Diagnosing cancer with artificial intelligence

“Inside each of us, cancer cells are growing,” says Te Herenga Waka—Victoria University of Wellington PhD student Qurrat Ul Ain.

Young woman in hijab with Wellington city in background
PhD candidate Qurrat Ul Ain is working on developing a computer-aided diagnostic system for skin cancer

“Luckily, it’s not as bad as it sounds, because most of us have healthy and active immune systems. However, identifying cancer early is still really important—if melanoma is diagnosed at any early stage, for example, the survival rate increases to 92%.”

“Melanoma is the most serious type of skin cancer anyone can get,” she says. “It can progress quickly and be life-threatening. Over 4000 New Zealanders are diagnosed with melanoma every year, and around 300 New Zealanders die as a result.

“Also, tumour cells are clever—over time, they can change their appearance, allowing them to avoid the immune system and spread to other parts of the body—which can make them hard to find and treat.”

To counteract these problems, Qurrat is working on developing a computer-aided diagnostic system for skin cancer.

“My research focuses on using Genetic Programming, which is an Artificial Intelligence technique, to identify melanoma, as well as eight other types of skin diseases,” Qurrat says. “This involves using common melanoma or skin disease features like colour, texture, and lesion shape to teach the AI to identify images of melanoma amongst images of normal skin or other skin diseases.”

So far, Qurrat’s AI has had an accuracy rate of 98% in identifying melanoma in images.

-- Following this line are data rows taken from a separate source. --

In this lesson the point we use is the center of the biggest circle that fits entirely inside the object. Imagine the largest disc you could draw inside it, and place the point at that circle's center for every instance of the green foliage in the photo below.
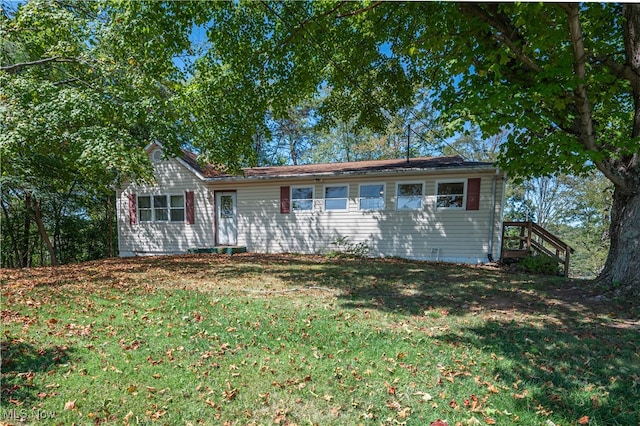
(345, 248)
(540, 264)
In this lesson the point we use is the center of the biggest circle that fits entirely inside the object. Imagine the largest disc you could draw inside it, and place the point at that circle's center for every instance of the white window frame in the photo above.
(345, 199)
(438, 196)
(405, 196)
(381, 197)
(293, 200)
(169, 208)
(183, 207)
(139, 209)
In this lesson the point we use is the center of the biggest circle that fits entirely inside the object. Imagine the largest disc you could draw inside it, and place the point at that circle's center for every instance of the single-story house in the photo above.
(431, 208)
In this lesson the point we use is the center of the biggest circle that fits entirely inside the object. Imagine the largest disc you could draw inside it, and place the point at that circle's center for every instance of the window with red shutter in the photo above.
(190, 207)
(133, 218)
(285, 199)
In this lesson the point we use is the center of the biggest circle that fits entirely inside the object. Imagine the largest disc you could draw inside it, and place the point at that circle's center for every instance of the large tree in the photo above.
(564, 79)
(84, 87)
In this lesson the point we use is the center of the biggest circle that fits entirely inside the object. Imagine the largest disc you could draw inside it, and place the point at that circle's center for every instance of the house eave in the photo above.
(355, 173)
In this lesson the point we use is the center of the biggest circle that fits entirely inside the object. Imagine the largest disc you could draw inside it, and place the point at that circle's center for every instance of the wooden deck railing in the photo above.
(531, 236)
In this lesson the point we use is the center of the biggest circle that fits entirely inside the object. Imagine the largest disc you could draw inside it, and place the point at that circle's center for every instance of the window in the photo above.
(144, 209)
(410, 196)
(176, 208)
(336, 197)
(161, 208)
(156, 156)
(450, 195)
(372, 197)
(302, 198)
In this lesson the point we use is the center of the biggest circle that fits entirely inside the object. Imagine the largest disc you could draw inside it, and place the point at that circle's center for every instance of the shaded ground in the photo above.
(556, 347)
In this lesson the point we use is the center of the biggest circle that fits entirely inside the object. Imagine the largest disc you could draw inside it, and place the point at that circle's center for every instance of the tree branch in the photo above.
(508, 33)
(581, 99)
(14, 68)
(359, 11)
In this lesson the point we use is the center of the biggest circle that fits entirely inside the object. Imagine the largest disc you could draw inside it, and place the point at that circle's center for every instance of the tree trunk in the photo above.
(43, 233)
(9, 262)
(24, 255)
(622, 269)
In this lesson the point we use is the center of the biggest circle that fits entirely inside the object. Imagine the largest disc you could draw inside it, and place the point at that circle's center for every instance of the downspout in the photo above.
(492, 213)
(118, 214)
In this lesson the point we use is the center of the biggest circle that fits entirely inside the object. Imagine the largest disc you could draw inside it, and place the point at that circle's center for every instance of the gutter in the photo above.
(346, 174)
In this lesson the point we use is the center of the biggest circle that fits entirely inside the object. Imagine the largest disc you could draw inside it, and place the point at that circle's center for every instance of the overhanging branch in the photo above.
(14, 68)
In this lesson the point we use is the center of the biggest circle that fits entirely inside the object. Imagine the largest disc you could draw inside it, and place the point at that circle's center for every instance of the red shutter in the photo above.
(285, 199)
(190, 207)
(133, 214)
(473, 194)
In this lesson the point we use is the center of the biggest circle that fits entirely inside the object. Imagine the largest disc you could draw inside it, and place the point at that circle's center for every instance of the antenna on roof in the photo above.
(408, 141)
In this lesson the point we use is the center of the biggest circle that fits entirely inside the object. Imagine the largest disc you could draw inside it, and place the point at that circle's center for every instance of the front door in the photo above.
(227, 226)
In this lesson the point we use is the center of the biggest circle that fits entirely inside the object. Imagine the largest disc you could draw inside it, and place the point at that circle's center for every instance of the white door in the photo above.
(227, 226)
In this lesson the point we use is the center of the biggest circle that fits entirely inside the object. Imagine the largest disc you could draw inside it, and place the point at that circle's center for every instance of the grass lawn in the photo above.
(283, 339)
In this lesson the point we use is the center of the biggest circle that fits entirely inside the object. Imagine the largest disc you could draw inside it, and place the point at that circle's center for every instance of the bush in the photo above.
(344, 248)
(540, 264)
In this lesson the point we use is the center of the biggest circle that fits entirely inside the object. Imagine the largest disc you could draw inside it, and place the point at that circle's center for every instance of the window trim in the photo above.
(382, 197)
(346, 199)
(312, 199)
(463, 203)
(167, 196)
(421, 196)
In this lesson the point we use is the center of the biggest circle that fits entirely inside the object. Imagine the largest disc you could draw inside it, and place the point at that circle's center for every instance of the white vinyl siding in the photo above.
(427, 233)
(170, 236)
(302, 198)
(371, 197)
(430, 234)
(409, 195)
(336, 198)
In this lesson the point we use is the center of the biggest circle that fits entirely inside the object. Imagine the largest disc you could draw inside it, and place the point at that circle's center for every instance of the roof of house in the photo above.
(326, 169)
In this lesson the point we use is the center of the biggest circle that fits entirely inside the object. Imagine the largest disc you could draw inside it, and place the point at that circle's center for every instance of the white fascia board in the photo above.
(433, 170)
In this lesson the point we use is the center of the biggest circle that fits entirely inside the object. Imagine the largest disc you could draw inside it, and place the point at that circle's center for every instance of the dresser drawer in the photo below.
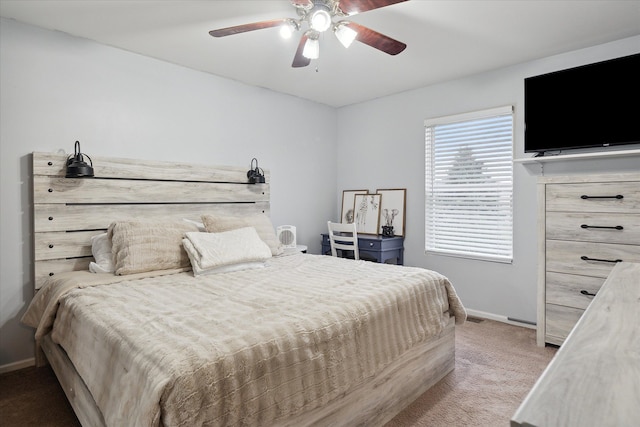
(600, 197)
(594, 227)
(560, 321)
(564, 256)
(566, 289)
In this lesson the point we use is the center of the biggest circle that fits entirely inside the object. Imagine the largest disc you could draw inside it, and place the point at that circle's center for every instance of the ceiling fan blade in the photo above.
(351, 7)
(300, 60)
(377, 40)
(222, 32)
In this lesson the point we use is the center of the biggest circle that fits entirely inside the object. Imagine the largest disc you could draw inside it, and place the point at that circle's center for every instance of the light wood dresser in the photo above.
(594, 379)
(587, 224)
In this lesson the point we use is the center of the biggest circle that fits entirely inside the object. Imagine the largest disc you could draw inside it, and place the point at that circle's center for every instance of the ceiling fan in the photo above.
(319, 16)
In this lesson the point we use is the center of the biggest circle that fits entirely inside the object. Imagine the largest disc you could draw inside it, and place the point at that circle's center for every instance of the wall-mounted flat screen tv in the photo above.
(595, 105)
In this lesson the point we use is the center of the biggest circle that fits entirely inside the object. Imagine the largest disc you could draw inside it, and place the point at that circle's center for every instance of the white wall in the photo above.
(56, 89)
(386, 136)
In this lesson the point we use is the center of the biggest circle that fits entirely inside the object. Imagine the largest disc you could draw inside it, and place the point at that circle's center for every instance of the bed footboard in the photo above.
(372, 403)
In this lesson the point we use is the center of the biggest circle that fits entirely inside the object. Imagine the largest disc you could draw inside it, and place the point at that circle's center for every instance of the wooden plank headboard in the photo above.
(68, 211)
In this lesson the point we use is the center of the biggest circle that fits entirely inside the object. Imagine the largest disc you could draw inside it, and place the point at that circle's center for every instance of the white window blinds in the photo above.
(469, 185)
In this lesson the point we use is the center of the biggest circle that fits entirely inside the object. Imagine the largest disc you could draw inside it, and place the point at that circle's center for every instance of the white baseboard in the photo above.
(17, 365)
(498, 318)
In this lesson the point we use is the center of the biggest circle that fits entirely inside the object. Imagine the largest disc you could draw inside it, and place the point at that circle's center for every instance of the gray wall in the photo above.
(56, 89)
(386, 139)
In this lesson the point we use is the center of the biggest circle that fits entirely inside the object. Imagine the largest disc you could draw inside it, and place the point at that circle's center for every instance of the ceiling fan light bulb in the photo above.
(320, 20)
(285, 31)
(311, 49)
(345, 35)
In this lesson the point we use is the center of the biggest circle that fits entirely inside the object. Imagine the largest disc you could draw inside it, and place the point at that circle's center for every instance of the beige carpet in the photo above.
(496, 365)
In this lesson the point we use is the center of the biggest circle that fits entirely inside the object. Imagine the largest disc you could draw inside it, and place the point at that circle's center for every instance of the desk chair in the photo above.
(347, 240)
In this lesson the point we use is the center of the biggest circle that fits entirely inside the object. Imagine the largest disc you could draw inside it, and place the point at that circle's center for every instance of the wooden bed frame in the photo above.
(68, 211)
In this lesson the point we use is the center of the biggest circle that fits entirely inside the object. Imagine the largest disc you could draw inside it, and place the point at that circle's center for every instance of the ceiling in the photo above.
(445, 39)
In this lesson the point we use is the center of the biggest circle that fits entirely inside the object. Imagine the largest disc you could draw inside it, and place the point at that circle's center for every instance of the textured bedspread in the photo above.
(242, 348)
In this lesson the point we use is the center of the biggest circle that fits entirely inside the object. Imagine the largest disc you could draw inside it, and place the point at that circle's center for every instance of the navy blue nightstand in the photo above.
(374, 248)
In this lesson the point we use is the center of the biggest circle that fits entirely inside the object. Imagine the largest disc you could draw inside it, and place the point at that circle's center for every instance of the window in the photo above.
(469, 185)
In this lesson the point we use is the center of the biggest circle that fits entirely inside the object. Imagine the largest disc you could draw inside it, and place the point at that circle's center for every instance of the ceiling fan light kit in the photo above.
(344, 34)
(319, 16)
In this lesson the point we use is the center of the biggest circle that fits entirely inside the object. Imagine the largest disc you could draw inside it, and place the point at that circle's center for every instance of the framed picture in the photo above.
(392, 211)
(367, 213)
(348, 202)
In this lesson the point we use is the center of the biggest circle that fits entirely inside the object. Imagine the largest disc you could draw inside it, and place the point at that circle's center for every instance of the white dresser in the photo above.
(587, 224)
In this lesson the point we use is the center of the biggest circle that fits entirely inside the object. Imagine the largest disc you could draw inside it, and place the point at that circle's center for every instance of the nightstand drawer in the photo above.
(587, 258)
(367, 244)
(594, 227)
(566, 289)
(623, 197)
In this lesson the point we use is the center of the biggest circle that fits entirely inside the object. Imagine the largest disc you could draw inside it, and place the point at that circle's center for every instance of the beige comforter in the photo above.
(242, 348)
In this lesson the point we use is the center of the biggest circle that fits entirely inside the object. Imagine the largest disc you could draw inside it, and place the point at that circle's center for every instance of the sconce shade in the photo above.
(76, 166)
(255, 175)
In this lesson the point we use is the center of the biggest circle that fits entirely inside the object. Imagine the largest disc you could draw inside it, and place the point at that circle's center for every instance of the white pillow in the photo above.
(261, 222)
(101, 250)
(227, 251)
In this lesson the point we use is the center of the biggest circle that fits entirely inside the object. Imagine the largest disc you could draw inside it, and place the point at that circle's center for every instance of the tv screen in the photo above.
(596, 105)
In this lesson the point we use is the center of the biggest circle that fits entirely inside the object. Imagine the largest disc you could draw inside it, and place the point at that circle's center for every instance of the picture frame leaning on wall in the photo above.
(347, 214)
(367, 213)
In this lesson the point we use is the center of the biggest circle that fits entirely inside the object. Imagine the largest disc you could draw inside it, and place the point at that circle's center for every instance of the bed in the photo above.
(255, 338)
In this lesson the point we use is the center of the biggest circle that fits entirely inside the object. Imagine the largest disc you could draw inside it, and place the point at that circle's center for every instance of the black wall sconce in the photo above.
(76, 166)
(255, 175)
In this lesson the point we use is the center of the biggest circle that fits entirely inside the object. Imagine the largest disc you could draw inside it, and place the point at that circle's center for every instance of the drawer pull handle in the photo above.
(585, 292)
(617, 227)
(586, 258)
(618, 196)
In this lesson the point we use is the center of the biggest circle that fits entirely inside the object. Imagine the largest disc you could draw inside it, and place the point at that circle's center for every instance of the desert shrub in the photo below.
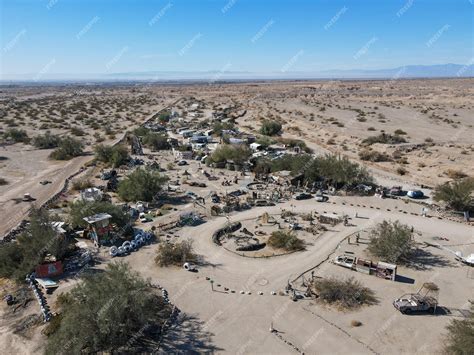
(270, 128)
(460, 337)
(175, 254)
(456, 194)
(348, 294)
(218, 127)
(78, 131)
(265, 141)
(164, 116)
(156, 141)
(81, 184)
(336, 170)
(392, 242)
(399, 132)
(292, 143)
(141, 131)
(80, 209)
(372, 155)
(46, 141)
(227, 152)
(401, 170)
(384, 138)
(455, 174)
(16, 135)
(286, 240)
(111, 155)
(67, 149)
(115, 311)
(295, 164)
(141, 185)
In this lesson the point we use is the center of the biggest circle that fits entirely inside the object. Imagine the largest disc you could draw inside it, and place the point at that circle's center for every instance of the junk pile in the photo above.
(141, 238)
(47, 315)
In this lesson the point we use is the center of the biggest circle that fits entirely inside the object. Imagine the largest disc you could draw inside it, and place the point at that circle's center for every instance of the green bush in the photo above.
(115, 312)
(46, 141)
(141, 185)
(156, 141)
(348, 294)
(227, 152)
(17, 135)
(372, 155)
(114, 156)
(21, 257)
(286, 240)
(218, 127)
(270, 128)
(392, 242)
(175, 254)
(67, 149)
(384, 138)
(456, 194)
(336, 170)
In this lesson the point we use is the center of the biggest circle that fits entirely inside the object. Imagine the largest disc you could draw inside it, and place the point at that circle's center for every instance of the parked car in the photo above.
(414, 302)
(415, 194)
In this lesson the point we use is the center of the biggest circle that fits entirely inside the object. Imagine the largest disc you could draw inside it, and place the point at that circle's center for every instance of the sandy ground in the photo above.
(240, 323)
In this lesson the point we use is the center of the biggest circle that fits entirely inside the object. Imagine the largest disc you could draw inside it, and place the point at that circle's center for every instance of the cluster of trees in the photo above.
(80, 209)
(270, 128)
(152, 140)
(237, 153)
(458, 195)
(384, 138)
(141, 185)
(348, 294)
(115, 311)
(333, 169)
(175, 254)
(285, 240)
(156, 141)
(46, 141)
(392, 242)
(373, 155)
(67, 148)
(218, 127)
(39, 239)
(111, 155)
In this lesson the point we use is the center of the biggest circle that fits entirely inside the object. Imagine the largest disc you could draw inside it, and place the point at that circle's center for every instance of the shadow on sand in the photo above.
(188, 335)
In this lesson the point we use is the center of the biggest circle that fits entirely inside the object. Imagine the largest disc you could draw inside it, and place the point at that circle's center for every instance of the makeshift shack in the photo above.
(98, 226)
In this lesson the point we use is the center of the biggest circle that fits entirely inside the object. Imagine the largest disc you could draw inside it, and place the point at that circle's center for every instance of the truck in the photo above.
(425, 300)
(414, 302)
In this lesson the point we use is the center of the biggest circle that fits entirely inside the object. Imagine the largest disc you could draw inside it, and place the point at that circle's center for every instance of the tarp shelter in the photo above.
(49, 269)
(98, 225)
(386, 270)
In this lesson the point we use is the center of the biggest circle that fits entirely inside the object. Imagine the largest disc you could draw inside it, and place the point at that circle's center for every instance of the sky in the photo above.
(79, 37)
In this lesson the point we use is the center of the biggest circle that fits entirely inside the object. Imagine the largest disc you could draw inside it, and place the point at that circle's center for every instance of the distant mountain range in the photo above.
(409, 71)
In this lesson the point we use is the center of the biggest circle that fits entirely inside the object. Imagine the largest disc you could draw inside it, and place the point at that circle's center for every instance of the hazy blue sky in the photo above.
(109, 36)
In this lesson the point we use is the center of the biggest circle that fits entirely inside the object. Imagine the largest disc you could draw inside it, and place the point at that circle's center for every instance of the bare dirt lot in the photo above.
(235, 313)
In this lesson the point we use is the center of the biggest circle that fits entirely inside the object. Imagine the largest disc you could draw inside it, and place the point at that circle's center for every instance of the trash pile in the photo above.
(47, 315)
(141, 238)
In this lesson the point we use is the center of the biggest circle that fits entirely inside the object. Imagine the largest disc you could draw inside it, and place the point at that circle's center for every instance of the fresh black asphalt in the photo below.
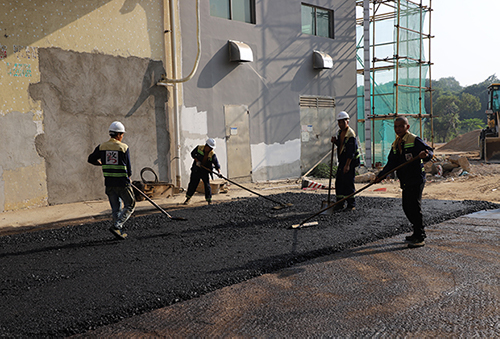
(73, 279)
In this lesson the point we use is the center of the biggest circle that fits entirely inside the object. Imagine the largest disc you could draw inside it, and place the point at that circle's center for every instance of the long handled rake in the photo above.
(305, 221)
(281, 205)
(156, 205)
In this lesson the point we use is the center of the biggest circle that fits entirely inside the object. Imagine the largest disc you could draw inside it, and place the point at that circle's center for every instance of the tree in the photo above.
(467, 105)
(481, 92)
(446, 122)
(468, 125)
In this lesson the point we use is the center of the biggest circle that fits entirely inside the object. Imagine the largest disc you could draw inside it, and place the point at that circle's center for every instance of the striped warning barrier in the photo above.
(313, 185)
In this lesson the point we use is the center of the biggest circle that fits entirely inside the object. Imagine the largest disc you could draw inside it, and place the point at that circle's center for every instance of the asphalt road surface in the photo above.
(73, 279)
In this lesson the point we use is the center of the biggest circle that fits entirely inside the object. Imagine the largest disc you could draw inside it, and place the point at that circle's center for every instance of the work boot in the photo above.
(417, 242)
(411, 238)
(119, 234)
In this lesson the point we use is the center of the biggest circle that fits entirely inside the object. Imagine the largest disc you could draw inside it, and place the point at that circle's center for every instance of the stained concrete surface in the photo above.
(74, 279)
(448, 289)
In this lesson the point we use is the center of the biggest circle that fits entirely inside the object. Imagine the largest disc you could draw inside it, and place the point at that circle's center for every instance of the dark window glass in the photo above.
(219, 8)
(240, 10)
(317, 21)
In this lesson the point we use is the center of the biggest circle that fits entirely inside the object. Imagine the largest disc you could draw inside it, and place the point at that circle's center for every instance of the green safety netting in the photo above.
(406, 71)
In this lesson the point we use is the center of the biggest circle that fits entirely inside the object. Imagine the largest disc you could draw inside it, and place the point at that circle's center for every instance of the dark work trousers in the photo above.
(197, 174)
(412, 206)
(344, 185)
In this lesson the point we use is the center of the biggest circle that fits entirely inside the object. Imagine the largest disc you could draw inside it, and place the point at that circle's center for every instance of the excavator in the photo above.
(489, 140)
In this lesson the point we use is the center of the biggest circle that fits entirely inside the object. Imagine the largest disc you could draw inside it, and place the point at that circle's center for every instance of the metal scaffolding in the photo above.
(393, 67)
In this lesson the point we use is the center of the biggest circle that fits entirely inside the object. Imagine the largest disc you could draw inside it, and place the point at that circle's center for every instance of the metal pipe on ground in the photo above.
(156, 205)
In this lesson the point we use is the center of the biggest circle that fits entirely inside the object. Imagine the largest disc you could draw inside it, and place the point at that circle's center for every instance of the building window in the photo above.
(240, 10)
(317, 21)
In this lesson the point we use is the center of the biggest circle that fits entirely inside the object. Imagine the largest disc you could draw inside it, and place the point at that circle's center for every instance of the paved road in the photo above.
(449, 288)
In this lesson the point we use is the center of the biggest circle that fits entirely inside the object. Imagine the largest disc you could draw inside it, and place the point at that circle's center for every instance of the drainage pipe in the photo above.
(174, 82)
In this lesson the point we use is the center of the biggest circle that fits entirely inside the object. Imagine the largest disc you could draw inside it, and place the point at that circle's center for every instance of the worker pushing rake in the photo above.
(405, 151)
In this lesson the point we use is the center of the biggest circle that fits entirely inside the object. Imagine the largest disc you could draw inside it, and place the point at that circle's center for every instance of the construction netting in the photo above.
(397, 75)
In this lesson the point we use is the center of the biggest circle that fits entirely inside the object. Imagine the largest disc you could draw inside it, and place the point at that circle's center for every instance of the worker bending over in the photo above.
(204, 163)
(114, 157)
(411, 177)
(348, 156)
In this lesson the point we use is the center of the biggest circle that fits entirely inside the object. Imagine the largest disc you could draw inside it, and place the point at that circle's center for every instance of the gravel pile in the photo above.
(69, 280)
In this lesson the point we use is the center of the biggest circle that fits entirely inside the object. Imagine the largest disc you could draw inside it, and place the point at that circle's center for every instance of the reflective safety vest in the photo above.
(115, 161)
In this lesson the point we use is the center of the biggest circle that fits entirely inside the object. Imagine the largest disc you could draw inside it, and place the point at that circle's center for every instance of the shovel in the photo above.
(156, 205)
(327, 203)
(281, 205)
(305, 223)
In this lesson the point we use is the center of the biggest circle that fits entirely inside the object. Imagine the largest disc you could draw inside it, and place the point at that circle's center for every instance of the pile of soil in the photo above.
(70, 280)
(467, 142)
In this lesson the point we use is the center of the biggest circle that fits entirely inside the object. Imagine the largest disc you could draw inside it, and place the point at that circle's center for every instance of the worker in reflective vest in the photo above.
(114, 158)
(411, 177)
(348, 157)
(204, 156)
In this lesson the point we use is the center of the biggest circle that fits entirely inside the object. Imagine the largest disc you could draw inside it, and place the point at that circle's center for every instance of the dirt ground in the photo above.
(481, 183)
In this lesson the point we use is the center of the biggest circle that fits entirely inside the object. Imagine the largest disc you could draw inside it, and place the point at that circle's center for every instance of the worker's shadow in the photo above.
(152, 75)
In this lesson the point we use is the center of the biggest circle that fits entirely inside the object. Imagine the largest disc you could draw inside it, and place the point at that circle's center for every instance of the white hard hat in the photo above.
(211, 142)
(343, 115)
(117, 127)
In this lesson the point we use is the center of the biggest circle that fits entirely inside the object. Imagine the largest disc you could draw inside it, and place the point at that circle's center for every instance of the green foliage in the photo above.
(468, 125)
(456, 109)
(323, 171)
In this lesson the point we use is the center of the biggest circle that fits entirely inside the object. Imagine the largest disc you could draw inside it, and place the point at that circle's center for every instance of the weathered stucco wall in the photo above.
(92, 63)
(78, 111)
(271, 85)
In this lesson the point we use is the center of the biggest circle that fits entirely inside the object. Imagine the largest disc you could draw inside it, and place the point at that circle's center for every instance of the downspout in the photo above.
(174, 82)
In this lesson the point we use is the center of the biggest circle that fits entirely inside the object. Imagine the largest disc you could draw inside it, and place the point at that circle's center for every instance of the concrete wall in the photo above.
(271, 86)
(67, 70)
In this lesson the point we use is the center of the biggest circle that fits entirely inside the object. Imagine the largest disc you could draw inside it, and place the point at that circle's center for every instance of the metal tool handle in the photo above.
(358, 191)
(240, 186)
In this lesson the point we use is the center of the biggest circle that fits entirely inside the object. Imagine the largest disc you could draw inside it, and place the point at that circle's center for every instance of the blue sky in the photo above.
(467, 40)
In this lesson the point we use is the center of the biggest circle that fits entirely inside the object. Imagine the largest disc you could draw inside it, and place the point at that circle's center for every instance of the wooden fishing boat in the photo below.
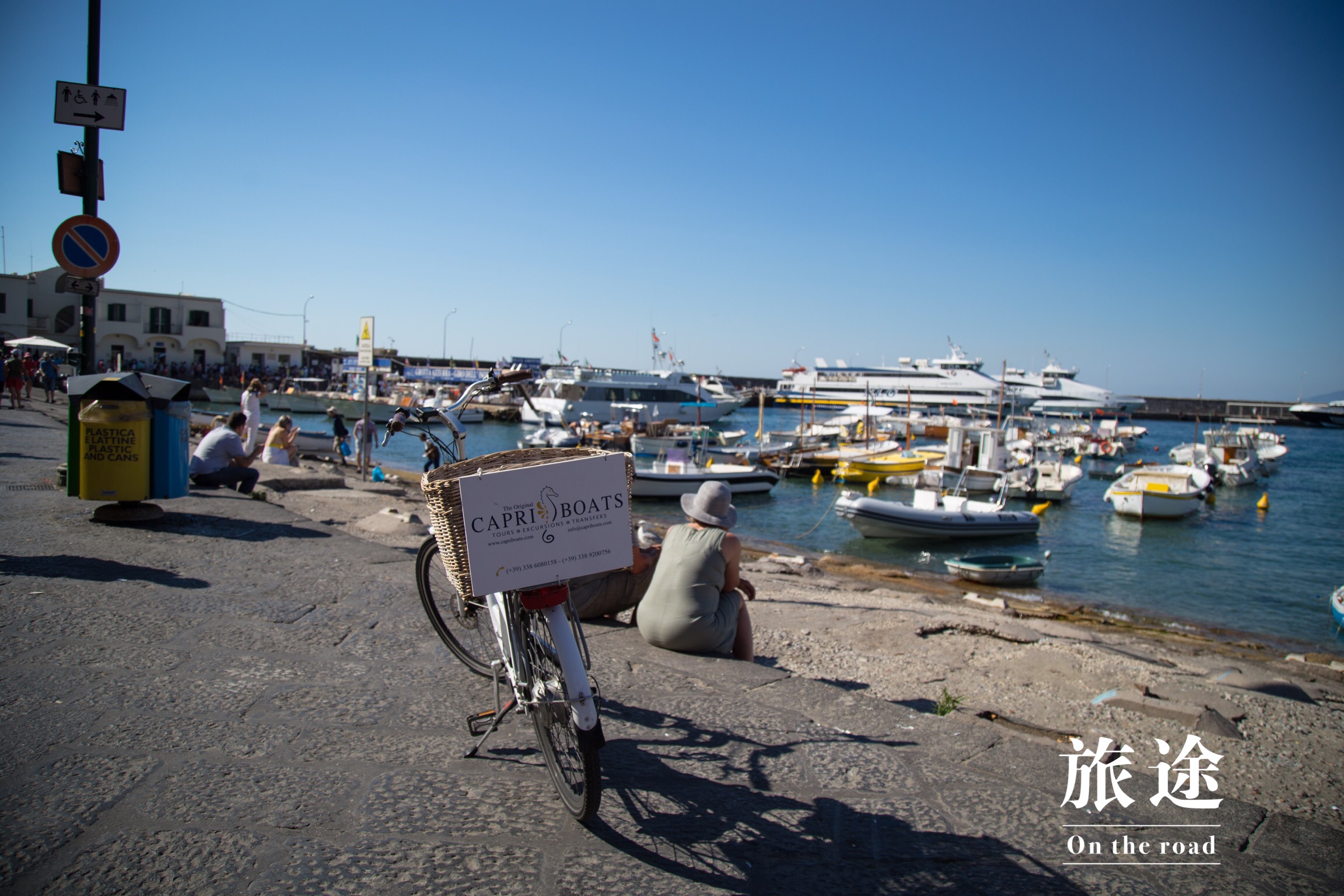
(878, 468)
(996, 569)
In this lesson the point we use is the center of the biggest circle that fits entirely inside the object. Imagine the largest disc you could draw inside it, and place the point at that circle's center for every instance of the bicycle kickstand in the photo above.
(496, 716)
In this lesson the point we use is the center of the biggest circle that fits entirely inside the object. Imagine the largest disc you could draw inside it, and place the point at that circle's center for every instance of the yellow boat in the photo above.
(878, 468)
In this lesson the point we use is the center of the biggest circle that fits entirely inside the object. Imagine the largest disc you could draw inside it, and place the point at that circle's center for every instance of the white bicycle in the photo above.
(530, 642)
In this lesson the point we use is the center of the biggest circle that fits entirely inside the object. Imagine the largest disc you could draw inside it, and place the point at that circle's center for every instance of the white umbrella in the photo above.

“This is exciting progress,” she says. “There have been a lot of other developments in AI recently which mean that automatic early skin cancer detection could soon be a real possibility.

“The detection methods I have developed can directly help dermatologists identify cancer quickly in skin images. This technology could also be extremely useful in rural areas where people may not have easy access to cancer care, as people could use images taken on a smartphone or camera with this AI software to identify any visual signs of skin cancer.”

Qurrat always wanted to pursue a research area that would help solve real-world problems, so this project was a natural fit for her, working alongside Dr Bing Xue, Professor Mengjie Zhang, and Dr Harith Al-Sahaf from the University’s School of Engineering and Computer Science. She also enjoys the opportunity to tutor students at the University, helping them learn and achieve and hopefully also contribute to solving real-world problems in their own way, Qurrat says.

“It can be frustrating to do research sometimes when your research doesn’t quite work out, but in a lot of ways that’s the point of research—constantly searching for new answers and methods,” Qurrat says. “And when your algorithm works and helps solve a real-world problem like cancer detection you feel over the moon!”

Qurrat also faced a number of other challenges during her research, including moving all the way from Pakistan to New Zealand and looking after her new-born daughter. She says the support of her husband and her PhD supervisors, as well as the hard-work and passion she inherited from her parents, greatly helped her out on her PhD journey.

“I’ve found a beautiful home for my family and the chance to pursue my ambition of spreading humanity through kindness and humility, along with learning to advance in my technological goals with opportunities that know no bound,” Qurrat says.

Qurrat plans to continue her research in cancer detection, as well as continue teaching.

“I will continue doing research by developing AI solutions for cancer detection, specifically focusing on to breast cancer detection and helping doctors diagnose cancers at an early stage,” she says.